Dopo tanti scandali, il Libor va in pensione
Mario Lettieri* e Paolo Raimondi**
Dal primo gennaio 2022 il London Interbank Offered Rate (Libor), per anni alla base degli scambi di prestiti, è arrivato al capolinea. Lo stesso vale anche per l’Euribor e per altri tassi di riferimento (benchmark).
Essi verranno sostituiti da altri benchmark, che dovrebbero essere più affidabili, tra cui: il Sofr (Secured overnight financing rate), tasso di interesse che misura il costo della raccolta di denaro con scadenza a un giorno (overnight) nel mercato «pronti contro termine» dei titoli del Tesoro Usa; il Sonia (Sterling overnight index average), sviluppato dalla Bank of England; il Saron (Swiss average rate overnight), basato su effettivi scambi di mercato in franchi svizzeri.
Il nuovo sistema sarà fondato su un insieme di tassi overnight, ritenuti quasi privi di rischio (acronimo: rfr), perché basati su transazioni effettivamente avvenute su un mercato attivo e liquido il giorno precedente. I nuovi tassi si decideranno in conformità a contratti già chiusi e non su stime, su sondaggi tra le banche coinvolte. Di conseguenza, con il nuovo sistema l’ammontare degli interessi da pagare sarà determinato dalla media dei tassi overnight durante il periodo del contratto e non conosciuto in anticipo, come avveniva prima.
Com’è noto, il Libor è stato per 45 anni il principale benchmark di riferimento per le transazioni sul mercato interbancario internazionale. A esso erano collegati tutti i tassi applicati ai prodotti bancari, influenzando operazioni finanziarie per circa 800.000 miliardi di dollari.
Il Libor era un tasso variabile, calcolato giornalmente dalla British Bankers’ Association sulla media di otto valori forniti da sedici grandi banche. A sua volta, l’Euribor era fissato dalle banche, organizzate nella Federazione bancaria europea.
Va rilevato che esso continuerà a operare fino alla metà del 2023 per circa 230.000 miliardi di dollari di contratti esistenti.
Il cambiamento è dovuto a ragioni di trasparenza, di correttezza e di migliore controllo, a seguito dei tanti scandali e delle manipolazioni fatte dal 1991. Le banche coinvolte avevano fatto “cartello” e, violando l’antitrust, operavano di comune accordo e fornivano valori giornalieri differenti da quelli veri.

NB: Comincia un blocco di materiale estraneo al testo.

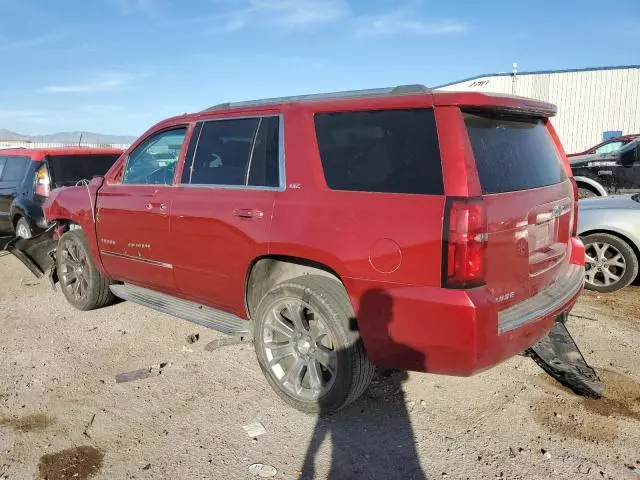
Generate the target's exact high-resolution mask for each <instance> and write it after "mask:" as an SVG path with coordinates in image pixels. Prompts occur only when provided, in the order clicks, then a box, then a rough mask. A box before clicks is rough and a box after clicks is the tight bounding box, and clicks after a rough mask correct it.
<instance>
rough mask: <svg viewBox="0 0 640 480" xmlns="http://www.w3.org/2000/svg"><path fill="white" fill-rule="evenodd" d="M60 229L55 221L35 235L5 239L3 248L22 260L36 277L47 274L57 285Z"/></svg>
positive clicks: (9, 252)
mask: <svg viewBox="0 0 640 480" xmlns="http://www.w3.org/2000/svg"><path fill="white" fill-rule="evenodd" d="M58 229H59V226H58V224H56V223H53V224H52V225H50V226H49V228H47V229H46V230H45V231H44V232H42V233H41V234H39V235H36V236H34V237H31V238H20V237H13V238H10V239H5V241H4V247H3V248H2V249H3V250H6V251H8V252H9V253H11V254H12V255H13V256H15V257H16V258H17V259H18V260H20V261H21V262H22V263H23V264H24V265H25V266H26V267H27V268H28V269H29V271H30V272H31V273H33V274H34V275H35V276H36V277H38V278H42V277H43V276H45V275H47V276H48V277H49V280H50V281H51V284H52V285H53V286H54V287H55V284H56V283H57V282H58V275H57V271H56V247H57V245H58V239H59V238H60V232H59V231H58Z"/></svg>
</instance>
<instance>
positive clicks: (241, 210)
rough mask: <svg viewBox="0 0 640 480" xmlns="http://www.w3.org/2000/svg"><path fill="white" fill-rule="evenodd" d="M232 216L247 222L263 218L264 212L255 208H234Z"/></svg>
mask: <svg viewBox="0 0 640 480" xmlns="http://www.w3.org/2000/svg"><path fill="white" fill-rule="evenodd" d="M233 214H234V215H235V216H236V217H240V218H244V219H247V220H250V219H254V218H262V217H264V212H263V211H262V210H257V209H255V208H236V209H235V210H234V211H233Z"/></svg>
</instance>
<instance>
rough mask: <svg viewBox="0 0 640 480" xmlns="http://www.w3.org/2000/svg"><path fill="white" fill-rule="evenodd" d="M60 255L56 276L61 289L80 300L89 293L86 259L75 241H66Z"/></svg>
mask: <svg viewBox="0 0 640 480" xmlns="http://www.w3.org/2000/svg"><path fill="white" fill-rule="evenodd" d="M60 254H61V255H62V259H61V260H62V261H61V262H60V271H59V272H58V275H59V277H60V283H61V285H62V288H64V289H65V290H67V291H68V292H69V293H71V294H72V295H73V296H74V297H75V298H76V299H77V300H81V299H82V298H83V297H84V296H85V295H87V294H88V292H89V278H90V277H89V266H88V258H87V257H86V255H85V254H84V252H83V251H82V250H81V249H80V247H79V245H78V243H77V242H76V241H75V240H73V241H67V242H66V243H65V245H64V248H63V249H62V252H60Z"/></svg>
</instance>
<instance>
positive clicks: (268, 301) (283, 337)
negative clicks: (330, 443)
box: [254, 275, 374, 414]
mask: <svg viewBox="0 0 640 480" xmlns="http://www.w3.org/2000/svg"><path fill="white" fill-rule="evenodd" d="M354 317H355V315H354V314H353V309H352V307H351V303H350V302H349V299H348V297H347V295H346V292H345V291H344V287H343V286H342V285H341V284H340V283H339V282H338V281H336V280H332V279H330V278H325V277H321V276H314V275H306V276H303V277H298V278H296V279H293V280H290V281H287V282H284V283H282V284H279V285H277V286H275V287H274V288H272V289H271V290H270V291H269V292H268V293H267V294H266V295H265V296H264V298H263V299H262V301H261V302H260V304H259V305H258V308H257V310H256V315H255V326H254V337H255V345H256V355H257V357H258V362H259V364H260V367H261V368H262V371H263V373H264V375H265V377H266V378H267V381H268V382H269V384H270V385H271V387H272V388H273V389H274V390H275V391H276V393H277V394H278V395H279V396H280V397H281V398H282V399H283V400H284V401H285V402H287V403H288V404H289V405H291V406H293V407H294V408H296V409H298V410H300V411H303V412H305V413H320V414H329V413H332V412H334V411H336V410H338V409H340V408H342V407H344V406H345V405H347V404H349V403H351V402H352V401H354V400H355V399H357V398H358V397H359V396H360V395H362V393H363V392H364V391H365V389H366V388H367V386H368V385H369V382H370V381H371V378H372V376H373V373H374V366H373V364H372V363H371V361H370V360H369V358H368V357H367V355H366V353H365V351H364V347H363V345H362V340H361V339H360V336H359V334H358V332H357V331H355V329H352V328H350V322H351V320H352V319H353V318H354Z"/></svg>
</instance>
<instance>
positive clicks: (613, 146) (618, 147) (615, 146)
mask: <svg viewBox="0 0 640 480" xmlns="http://www.w3.org/2000/svg"><path fill="white" fill-rule="evenodd" d="M638 137H640V133H634V134H631V135H622V136H621V137H614V138H610V139H608V140H605V141H604V142H602V143H599V144H598V145H595V146H593V147H591V148H589V149H588V150H585V151H584V152H579V153H570V154H569V155H567V157H577V156H579V155H592V154H598V153H612V152H615V151H616V150H620V149H621V148H622V147H624V146H625V145H626V144H627V143H629V142H632V141H633V140H635V139H636V138H638Z"/></svg>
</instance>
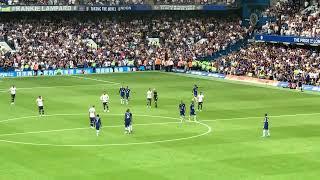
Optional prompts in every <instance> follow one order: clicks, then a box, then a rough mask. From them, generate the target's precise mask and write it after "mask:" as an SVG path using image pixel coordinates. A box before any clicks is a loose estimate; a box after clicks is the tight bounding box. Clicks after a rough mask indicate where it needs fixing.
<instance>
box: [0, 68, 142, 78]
mask: <svg viewBox="0 0 320 180" xmlns="http://www.w3.org/2000/svg"><path fill="white" fill-rule="evenodd" d="M136 70H137V68H135V67H127V66H124V67H113V68H112V67H107V68H78V69H56V70H44V71H43V73H42V76H58V75H76V74H107V73H114V72H131V71H136ZM140 71H141V69H140ZM40 74H41V72H40V71H39V72H38V75H39V76H40ZM30 76H35V72H34V71H11V72H0V77H30Z"/></svg>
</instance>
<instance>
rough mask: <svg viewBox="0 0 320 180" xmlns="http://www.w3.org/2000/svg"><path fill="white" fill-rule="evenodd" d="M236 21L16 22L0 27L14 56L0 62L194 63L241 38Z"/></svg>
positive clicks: (69, 62) (53, 64) (150, 19)
mask: <svg viewBox="0 0 320 180" xmlns="http://www.w3.org/2000/svg"><path fill="white" fill-rule="evenodd" d="M240 23H241V21H239V19H235V20H231V19H221V18H214V17H205V18H201V17H199V18H174V17H169V16H164V17H157V18H143V19H134V18H132V19H129V18H126V19H121V18H119V19H117V18H116V19H98V20H92V21H89V20H87V21H80V20H78V19H77V20H62V21H61V20H59V21H53V20H20V21H14V20H13V21H10V20H9V21H7V22H5V23H3V24H2V25H0V37H1V36H2V37H3V38H4V39H5V40H6V41H7V42H8V44H12V46H13V47H14V49H15V50H16V51H15V52H11V53H9V52H7V53H5V54H2V56H1V57H0V67H2V68H3V69H5V70H8V69H12V68H14V69H20V70H28V69H30V68H31V69H32V67H33V65H34V64H36V63H38V64H42V65H41V67H42V68H45V69H56V68H74V67H87V66H91V65H93V64H94V65H95V66H101V67H103V66H109V65H111V64H117V65H126V64H128V62H130V61H134V62H149V61H151V62H155V61H156V60H158V59H160V60H161V61H179V60H180V59H183V60H194V59H196V58H197V57H202V56H210V55H212V54H213V53H214V52H217V51H219V50H221V49H224V48H226V47H227V46H229V45H230V44H233V43H235V42H236V41H238V40H239V39H242V38H244V36H246V34H247V31H248V30H247V29H245V28H243V27H241V25H240Z"/></svg>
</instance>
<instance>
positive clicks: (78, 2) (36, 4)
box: [0, 0, 147, 5]
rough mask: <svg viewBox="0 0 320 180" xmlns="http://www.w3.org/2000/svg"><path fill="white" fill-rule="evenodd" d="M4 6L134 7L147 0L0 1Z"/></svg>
mask: <svg viewBox="0 0 320 180" xmlns="http://www.w3.org/2000/svg"><path fill="white" fill-rule="evenodd" d="M0 2H1V3H3V4H6V5H134V4H145V3H146V2H147V0H0Z"/></svg>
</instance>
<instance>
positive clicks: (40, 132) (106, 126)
mask: <svg viewBox="0 0 320 180" xmlns="http://www.w3.org/2000/svg"><path fill="white" fill-rule="evenodd" d="M178 123H181V122H163V123H145V124H134V126H151V125H166V124H178ZM123 126H124V125H113V126H102V128H113V127H123ZM83 129H89V130H91V128H90V127H81V128H68V129H55V130H46V131H31V132H21V133H10V134H0V137H3V136H13V135H23V134H39V133H50V132H60V131H73V130H83Z"/></svg>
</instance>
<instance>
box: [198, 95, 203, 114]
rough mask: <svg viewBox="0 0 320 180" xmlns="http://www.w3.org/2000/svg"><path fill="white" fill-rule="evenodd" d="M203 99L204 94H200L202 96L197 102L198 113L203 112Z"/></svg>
mask: <svg viewBox="0 0 320 180" xmlns="http://www.w3.org/2000/svg"><path fill="white" fill-rule="evenodd" d="M203 99H204V95H203V93H202V92H200V94H199V95H198V97H197V101H198V111H202V106H203Z"/></svg>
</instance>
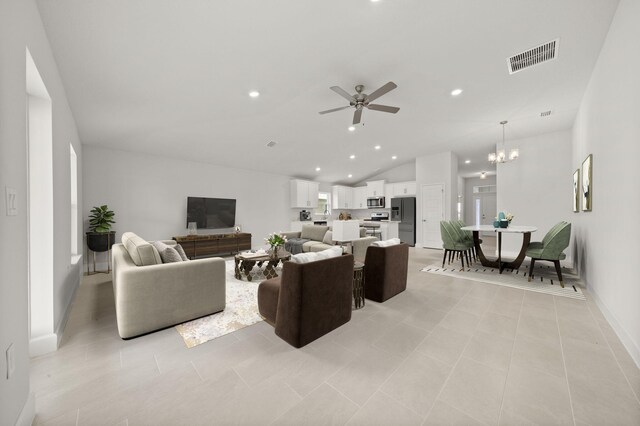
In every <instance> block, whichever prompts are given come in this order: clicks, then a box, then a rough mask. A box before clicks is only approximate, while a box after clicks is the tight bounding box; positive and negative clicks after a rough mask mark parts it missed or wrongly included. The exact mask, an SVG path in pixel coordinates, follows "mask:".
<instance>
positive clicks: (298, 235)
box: [282, 225, 378, 262]
mask: <svg viewBox="0 0 640 426" xmlns="http://www.w3.org/2000/svg"><path fill="white" fill-rule="evenodd" d="M331 232H332V231H331V229H330V228H329V227H328V226H325V225H303V226H302V231H298V232H283V233H282V235H284V236H286V237H287V238H305V239H309V241H307V242H305V243H304V244H302V251H303V252H304V253H307V252H318V251H323V250H326V249H328V248H331V247H333V246H334V245H335V241H333V239H332V235H331ZM360 237H361V238H358V239H356V240H354V241H351V244H350V245H347V247H349V246H350V247H351V248H352V254H353V257H354V259H356V260H359V261H361V262H364V258H365V256H366V254H367V247H369V246H370V245H371V243H373V242H374V241H378V239H377V238H376V237H367V236H366V231H365V229H364V228H360Z"/></svg>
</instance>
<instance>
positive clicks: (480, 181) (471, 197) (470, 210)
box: [463, 175, 496, 225]
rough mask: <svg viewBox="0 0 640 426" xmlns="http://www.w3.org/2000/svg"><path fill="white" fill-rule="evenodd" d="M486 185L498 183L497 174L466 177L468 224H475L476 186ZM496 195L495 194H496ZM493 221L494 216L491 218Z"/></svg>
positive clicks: (466, 210) (481, 185)
mask: <svg viewBox="0 0 640 426" xmlns="http://www.w3.org/2000/svg"><path fill="white" fill-rule="evenodd" d="M484 185H496V176H495V175H488V176H487V177H486V178H484V179H480V178H479V177H477V178H465V179H464V217H463V219H464V221H465V223H466V224H468V225H475V223H476V217H475V206H474V201H473V199H474V194H473V187H474V186H484ZM494 195H495V194H494ZM490 219H491V220H492V221H493V218H490Z"/></svg>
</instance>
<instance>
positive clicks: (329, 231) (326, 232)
mask: <svg viewBox="0 0 640 426" xmlns="http://www.w3.org/2000/svg"><path fill="white" fill-rule="evenodd" d="M322 242H323V243H325V244H329V245H330V246H332V245H333V244H334V243H333V232H331V231H327V232H326V233H325V234H324V238H323V239H322Z"/></svg>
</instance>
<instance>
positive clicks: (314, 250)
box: [302, 240, 329, 253]
mask: <svg viewBox="0 0 640 426" xmlns="http://www.w3.org/2000/svg"><path fill="white" fill-rule="evenodd" d="M314 246H320V247H322V248H321V249H320V250H326V249H328V248H329V247H328V246H327V244H325V243H321V242H320V241H313V240H310V241H307V242H306V243H303V244H302V251H303V252H304V253H307V252H309V251H320V250H313V247H314Z"/></svg>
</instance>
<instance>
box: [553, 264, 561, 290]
mask: <svg viewBox="0 0 640 426" xmlns="http://www.w3.org/2000/svg"><path fill="white" fill-rule="evenodd" d="M553 264H554V265H555V267H556V272H557V273H558V279H559V280H560V287H562V288H564V282H563V281H562V271H561V270H560V261H559V260H554V261H553Z"/></svg>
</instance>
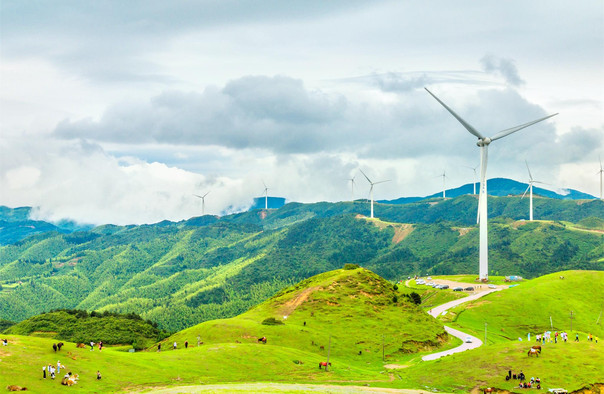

Lo scandalo più grande esplose nell’estate del 2012, quando l’inglese Barclays ammise le sue colpe e concordò con le autorità britanniche e statunitensi il pagamento di una multa di 453 milioni di dollari. Molte altre anomalie vennero a galla e coinvolsero le principali banche mondiali. L’Ubs svizzera dovette pagare alle autorità di regolamentazione 1,5 miliardi, la Royal Bank of Scotland 612 milioni, la Deutsche Bank 2,5 miliardi.
Anche la Federal Deposit Insurance Corporation (Fdic), l’organismo federale USA per la garanzia dei depositi bancari, portò in tribunale ben sedici grandi banche internazionali per aver manipolato il Libor, causando ingenti perdite ad alcuni gruppi finanziari americani.
Le banche coinvolte, processate e sanzionate, comprendevano le americane Jp Morgan, Citigroup, Bank of America; le europee Ubs, Credit Suisse, Deutsche Bank, Société Générale, Hsbc, Barclays e Royal Bank of Scotland e le asiatiche Bank of Tokyo e Mitsubishi.
Simili scandali avvennero anche con l’Euribor. Si certificò che la Barclays manipolò il tasso d’interesse in collaborazione con altri quattro istituti bancari, quali la Deutsche Bank, il Crédit Agricole, la Société Générale e l’Hsbc. Tanto che nel 2013, gli organismi di controllo di Bruxelles multarono un altro gruppo di banche per un totale di 1,7 miliardi di euro.
Con il pagamento di una multa, le banche si garantivano che i procedimenti penali fossero chiusi. L’ammissione di colpa e le sanzioni irrogate alle banche diventavano delle “scene teatrali” per l’opinione pubblica. Negli Usa, per esempio, dal punto di vista penale non si applicava il corpus legislativo RICO (Racketeer Influenced and Corrupt Organizations Act), che sancisce che, quando più persone concorrono in un atto criminale, scatta l’accusa di “conspiracy”.
L riforma ci sembra valida e più trasparente. E’ il caso, però, di ricordare che spesso “fatta la legge trovato l’inganno”. Speriamo che non sia così.